I’m crowd funding an organic lettuce purchase from Whole Foods.
“Everyone give us money in case something happens and when something happens we’ll call you a liar.”
-insurance
If your bio says 18+ brat I just assume you are an adult sausage
*sales call
Sales Rep: Trust me sir, I’m giving you the best deal..

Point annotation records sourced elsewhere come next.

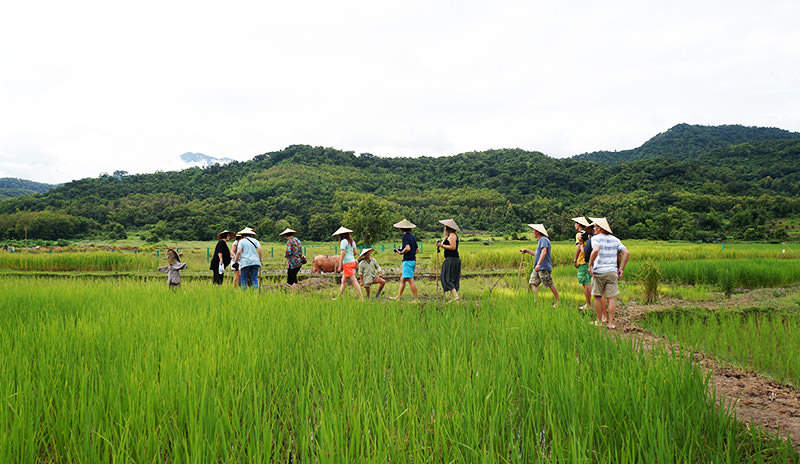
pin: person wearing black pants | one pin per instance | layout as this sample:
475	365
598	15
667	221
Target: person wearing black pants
222	257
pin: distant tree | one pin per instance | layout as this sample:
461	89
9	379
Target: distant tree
370	220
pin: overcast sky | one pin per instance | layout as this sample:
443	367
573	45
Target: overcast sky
96	86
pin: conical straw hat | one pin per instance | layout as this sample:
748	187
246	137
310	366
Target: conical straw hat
603	223
404	224
364	251
582	221
341	230
539	228
450	223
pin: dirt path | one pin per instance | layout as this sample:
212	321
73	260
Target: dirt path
759	400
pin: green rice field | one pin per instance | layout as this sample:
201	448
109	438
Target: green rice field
103	371
123	369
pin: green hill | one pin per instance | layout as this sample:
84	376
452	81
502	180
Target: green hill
738	191
688	141
12	187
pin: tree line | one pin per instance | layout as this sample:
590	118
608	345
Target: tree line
738	192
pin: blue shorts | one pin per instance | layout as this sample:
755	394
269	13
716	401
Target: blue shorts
408	269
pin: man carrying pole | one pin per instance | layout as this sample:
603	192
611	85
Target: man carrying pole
542	263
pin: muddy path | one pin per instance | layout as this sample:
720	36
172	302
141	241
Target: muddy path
758	399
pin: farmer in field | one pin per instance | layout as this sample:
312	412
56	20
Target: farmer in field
580	261
451	266
408	249
173	269
606	270
294	257
348	261
542	263
237	273
221	258
369	271
249	258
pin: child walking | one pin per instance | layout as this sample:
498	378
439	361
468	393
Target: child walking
173	269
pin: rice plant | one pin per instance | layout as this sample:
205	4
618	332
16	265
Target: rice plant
78	261
757	338
98	371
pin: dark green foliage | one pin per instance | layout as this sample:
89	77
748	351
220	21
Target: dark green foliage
11	187
735	192
688	141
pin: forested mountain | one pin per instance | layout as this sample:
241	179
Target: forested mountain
688	141
13	187
737	191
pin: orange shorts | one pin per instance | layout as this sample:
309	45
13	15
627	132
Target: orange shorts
350	268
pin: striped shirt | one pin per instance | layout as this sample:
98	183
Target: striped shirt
606	260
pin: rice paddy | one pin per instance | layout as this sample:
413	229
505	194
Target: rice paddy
127	370
762	339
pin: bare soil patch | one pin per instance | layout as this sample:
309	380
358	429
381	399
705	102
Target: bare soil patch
758	399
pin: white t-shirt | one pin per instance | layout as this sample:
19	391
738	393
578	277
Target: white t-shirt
608	246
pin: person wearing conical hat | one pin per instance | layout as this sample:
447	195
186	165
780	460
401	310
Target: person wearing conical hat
542	263
451	266
607	264
408	249
221	258
248	256
173	269
347	261
581	259
294	257
370	272
237	273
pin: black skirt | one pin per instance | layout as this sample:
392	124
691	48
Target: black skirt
451	274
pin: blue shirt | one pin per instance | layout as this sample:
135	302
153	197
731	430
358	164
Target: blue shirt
544	243
411	241
606	260
249	257
349	251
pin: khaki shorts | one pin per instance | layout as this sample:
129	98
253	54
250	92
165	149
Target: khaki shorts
541	277
605	283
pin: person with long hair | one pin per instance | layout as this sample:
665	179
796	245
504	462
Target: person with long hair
221	258
237	273
451	266
294	257
249	258
408	249
347	261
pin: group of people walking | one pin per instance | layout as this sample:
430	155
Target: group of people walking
245	256
600	259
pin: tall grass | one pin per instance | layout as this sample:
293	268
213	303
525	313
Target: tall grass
724	273
764	340
129	371
78	261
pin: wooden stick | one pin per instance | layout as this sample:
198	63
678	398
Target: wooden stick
436	272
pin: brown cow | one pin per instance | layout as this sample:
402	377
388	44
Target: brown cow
324	263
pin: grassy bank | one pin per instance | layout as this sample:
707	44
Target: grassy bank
130	371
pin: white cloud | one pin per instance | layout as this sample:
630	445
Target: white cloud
93	86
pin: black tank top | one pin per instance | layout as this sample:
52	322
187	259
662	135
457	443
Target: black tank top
450	253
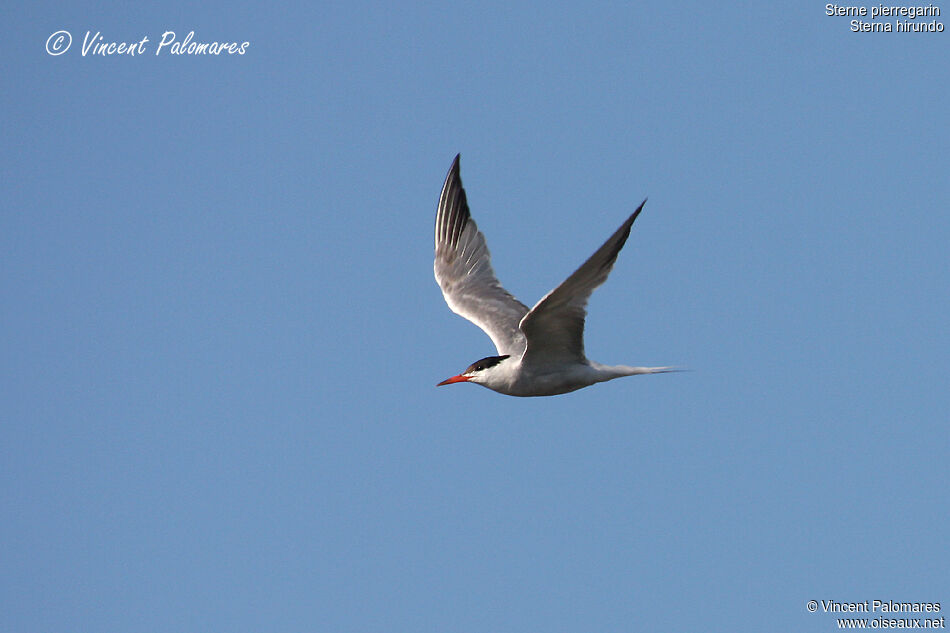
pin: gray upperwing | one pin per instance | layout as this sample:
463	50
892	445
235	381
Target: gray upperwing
463	270
554	328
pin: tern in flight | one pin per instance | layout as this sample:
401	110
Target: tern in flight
541	350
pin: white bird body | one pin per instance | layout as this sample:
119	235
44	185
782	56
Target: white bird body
541	350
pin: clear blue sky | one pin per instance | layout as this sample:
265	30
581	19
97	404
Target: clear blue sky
221	336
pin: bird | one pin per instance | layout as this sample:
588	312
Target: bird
540	350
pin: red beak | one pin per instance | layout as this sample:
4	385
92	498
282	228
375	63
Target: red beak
449	381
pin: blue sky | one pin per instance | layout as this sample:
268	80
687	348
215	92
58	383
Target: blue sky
221	333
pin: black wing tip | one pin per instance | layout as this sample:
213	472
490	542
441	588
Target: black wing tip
637	212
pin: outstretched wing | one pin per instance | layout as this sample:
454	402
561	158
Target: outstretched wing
554	328
463	270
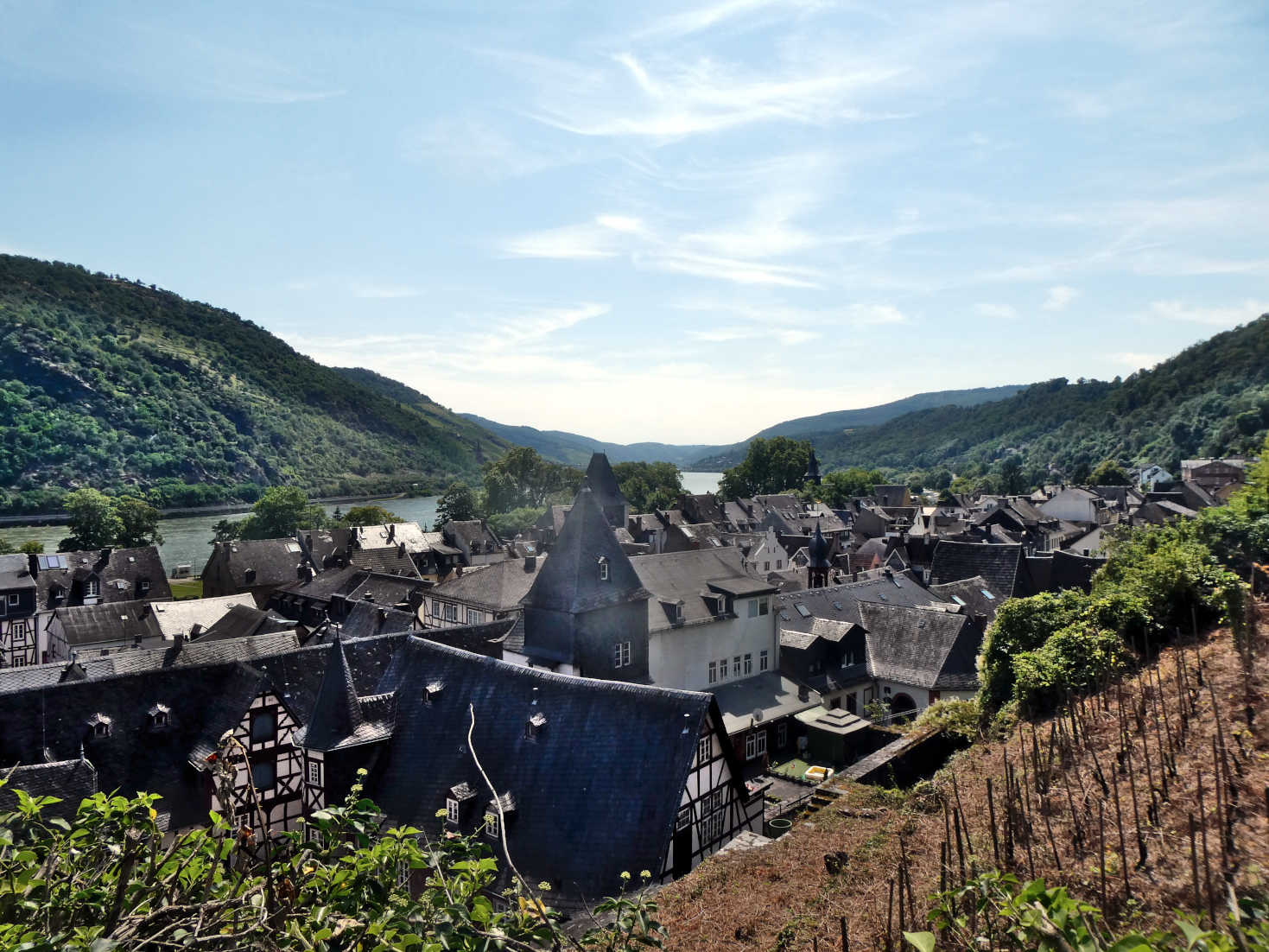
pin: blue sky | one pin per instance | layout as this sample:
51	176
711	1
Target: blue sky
660	221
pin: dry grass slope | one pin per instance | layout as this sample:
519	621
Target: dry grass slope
1144	755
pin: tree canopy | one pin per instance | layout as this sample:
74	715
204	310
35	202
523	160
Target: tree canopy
771	465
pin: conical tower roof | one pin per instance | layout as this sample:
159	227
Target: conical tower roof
570	579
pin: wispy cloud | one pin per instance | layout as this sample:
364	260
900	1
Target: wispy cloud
1214	316
1058	297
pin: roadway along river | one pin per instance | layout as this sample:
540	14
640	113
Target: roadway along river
188	541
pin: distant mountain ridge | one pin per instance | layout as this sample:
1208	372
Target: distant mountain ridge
575	449
124	386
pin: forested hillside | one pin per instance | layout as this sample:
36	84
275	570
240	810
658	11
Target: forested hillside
1211	399
113	384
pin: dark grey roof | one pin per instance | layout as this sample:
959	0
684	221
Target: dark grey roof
841	602
117	621
603	483
597	790
500	587
927	648
972	594
690	576
14	573
1001	565
568	581
339	719
118	570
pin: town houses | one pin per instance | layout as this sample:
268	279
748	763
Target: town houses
641	679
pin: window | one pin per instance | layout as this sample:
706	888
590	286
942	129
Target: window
264	775
755	744
264	727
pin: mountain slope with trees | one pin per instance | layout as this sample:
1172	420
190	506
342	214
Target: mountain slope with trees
122	386
1209	399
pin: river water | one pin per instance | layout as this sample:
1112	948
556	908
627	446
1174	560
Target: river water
188	541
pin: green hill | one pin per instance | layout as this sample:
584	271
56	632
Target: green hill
1211	399
113	384
831	424
575	449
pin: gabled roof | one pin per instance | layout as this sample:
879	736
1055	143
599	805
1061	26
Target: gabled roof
690	578
568	581
500	587
606	768
1004	565
927	648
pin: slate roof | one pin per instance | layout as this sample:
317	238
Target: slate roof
500	587
273	560
970	594
179	617
130	567
689	578
14	573
118	621
606	770
1004	565
771	692
603	483
568	581
339	719
898	589
927	648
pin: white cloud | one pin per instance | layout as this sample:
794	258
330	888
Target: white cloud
1000	313
1212	316
1058	297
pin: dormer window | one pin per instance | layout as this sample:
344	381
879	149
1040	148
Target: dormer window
160	717
99	725
535	725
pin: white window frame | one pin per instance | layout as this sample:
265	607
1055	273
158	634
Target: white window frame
755	744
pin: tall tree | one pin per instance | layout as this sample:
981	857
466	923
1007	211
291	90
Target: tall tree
138	524
94	521
281	511
771	466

Me: Ofcourse I trust you, we’ve been talking since 2 minutes, feels like forever
[sees friend at the store]
“Hi”
Hey
“Where’s your better half?”
The PS4’s at home
“No I mean-”
Where WOULD it be? Wow, dumb question.
Most of parenting after your kids get cell phones is resisting the urge to text them things like “Where did you put my pen?? I saw you using it! Where is it?!!!” while they’re at school
(strolls into men’s warehouse)
yes, and hello and how much to
keep all my mens here
Back in my day, we didn’t have iPads.
If we wanted to act elitist, we stuck the collars of our Polos straight up.
oh, he likes camping? crush some leaves and put them in your hair.